Votre compagnon s’est-il montré impressionné?

C’est moi qui suis impressionnée par son intelligence et par sa force de travail. C’est quelqu’un de brillant!

On parle souvent de votre obstination, d’où vient-elle?

A 17 ans, ceinture noire, j’ai pris une leçon que je n’ai jamais oubliée. Je devais projeter en uchi-mata un gaillard bien plus grand et costaud que moi. Il me manquait quelque chose au niveau de la puissance et de la technique, je n’y arrivais pas. J’ai demandé de l’aide à Maître Mikami. Il a arrêté l’entraînement et m’a dit: fais-le. Evidemment, cela ne marchait pas. Refais, m’a-t-il ordonné. J’ai refait la prise trente fois avec un semblant de succès à la fin, d’autant que mon partenaire s’est quasiment laissé tomber. Je suis trop nulle, ai-je dit à mon maître, dépitée, je n’ai rien compris au judo. C’est vrai, mais tu as échoué 99 fois et réussi une fois, cela veut dire que tu peux encore réussir, a-t-il souri. A chaque obstacle, je repense à cet épisode et je me dis: essaie encore! Tu peux y arriver. Si je n’arrive pas à gravir la montagne, alors je la contourne mais je ne lâche jamais! En dix ans, tous mes projets de loi ont passé au Grand Conseil!

Et concernant l’échec de votre vie conjugale?

Je me suis reconstruite sur cet échec en me disant qu’on ne peut pas forcer quelqu’un à vous aimer éternellement. C’est une forme de résilience. Je suis d’accord de payer le prix pour atteindre ce que je veux mais, si le prix est trop élevé, je trouve sage de me demander si cela en vaut la peine.

Vous n’avez jamais regretté aucun des prix à payer?

Jamais. J’ai une superbe relation avec mes enfants, j’ai gardé une paisible complicité avec mon ex-mari et je suis très heureuse depuis dix ans avec mon compagnon.

Avocate, vous avez défendu des femmes victimes de violence domestique. Récemment, vous vous êtes insurgée contre le refus de la justice française de libérer Jacqueline Sauvage, condamnée à 10 ans de prison pour le meurtre de son mari. Comment l’auriez-vous défendue?

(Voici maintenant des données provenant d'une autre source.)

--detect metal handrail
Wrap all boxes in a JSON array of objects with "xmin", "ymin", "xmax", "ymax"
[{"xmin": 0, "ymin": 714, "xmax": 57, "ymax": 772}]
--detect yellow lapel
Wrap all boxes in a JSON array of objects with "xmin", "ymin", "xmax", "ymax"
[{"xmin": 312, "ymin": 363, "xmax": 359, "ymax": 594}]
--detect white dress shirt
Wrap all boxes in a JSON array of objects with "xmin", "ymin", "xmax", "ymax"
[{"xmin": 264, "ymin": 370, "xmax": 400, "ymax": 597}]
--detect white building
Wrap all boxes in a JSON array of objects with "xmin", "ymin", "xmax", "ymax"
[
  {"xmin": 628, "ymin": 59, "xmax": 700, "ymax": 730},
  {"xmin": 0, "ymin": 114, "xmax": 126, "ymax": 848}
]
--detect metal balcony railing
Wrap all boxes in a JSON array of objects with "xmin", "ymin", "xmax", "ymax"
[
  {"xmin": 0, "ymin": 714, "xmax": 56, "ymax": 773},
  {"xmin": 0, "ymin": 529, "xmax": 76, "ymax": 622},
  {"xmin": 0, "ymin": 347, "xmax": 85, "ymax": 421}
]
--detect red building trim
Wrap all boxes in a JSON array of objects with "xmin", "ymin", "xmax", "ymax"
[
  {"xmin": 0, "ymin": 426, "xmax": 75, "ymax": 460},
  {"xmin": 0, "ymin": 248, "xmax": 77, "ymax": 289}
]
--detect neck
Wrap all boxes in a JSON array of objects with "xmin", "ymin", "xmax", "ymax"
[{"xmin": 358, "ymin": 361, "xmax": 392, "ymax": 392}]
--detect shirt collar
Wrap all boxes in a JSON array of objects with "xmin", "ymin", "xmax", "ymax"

Je suis choquée par le fait que, pendant quarante-sept ans, cette femme a été violentée, ses filles violées par leur père, son fils s’est suicidé, et c’est ce suicide qui l’a décidée à passer à l’acte. Bien sûr, elle a tué quelqu’un et c’est répréhensible. Mais elle a tué son bourreau. J’aurais plaidé à fond la légitime défense! Je suis sûre que je l’aurais sortie de là!

Vous êtes une personne spirituelle?

Oui, mais ma spiritualité est liée à la nature, aux arbres, j’aime les lieux sacrés. Une cathédrale gothique me parle autant qu’un temple shintoïste. J’ai emmené cet été ma maman à Stonehenge, en Angleterre. Ces menhirs déposés en cercle, il y a cinq mille ans, dans une plaine où il n’y a ni montagnes ni rochers aux alentours, m’ont fascinée et émue. Il y avait des centaines de touristes mais tout le monde se taisait. Il s’y dégageait une grande sérénité.

La mort vous fait-elle peur?

Non. La vie est un mouvement perpétuel. Je vois mes parents vieillir, je vois que je prends des rides, mais il y a la naissance de ma petite-fille. Je vois les feuilles tomber, la neige arriver mais je sais que sous cette neige la vie va renaître. Je ne crois pas à la résurrection mais à ce cycle naturel. Vieillir ne me fait pas peur. Je ne ferai jamais usage du Botox. J’ai plus de problème à accepter qu’un genou que j’ai abîmé à de multiples reprises en compétition me restreigne dans mon agilité et ma conviction de pouvoir me sortir de toutes les situations.

On vous dit parfois naïve...

Ce que certains nomment naïveté, moi je l’appelle honnêteté. Je reconnais ne pas être une bête politique en ce sens que je ne calcule pas tous les coups à l’avance. La politique partisane ne m’intéresse pas.

Les critiques sur votre physique vous ont-elles parfois atteinte, notamment quand le dessinateur Burki vous affublait d’une dentition peu flatteuse?

Les soins orthodontiques coûtaient trop cher quand j’étais enfant, ensuite c’était trop tard pour les rectifier, mais je vis bien avec les dents que j’ai. Les dessins de Burki ne m’ont jamais blessée. Il est critique, jamais méchant. Je lui ai d’ailleurs acheté seize dessins qui décorent mon bureau. Je suis très fière de ma collection.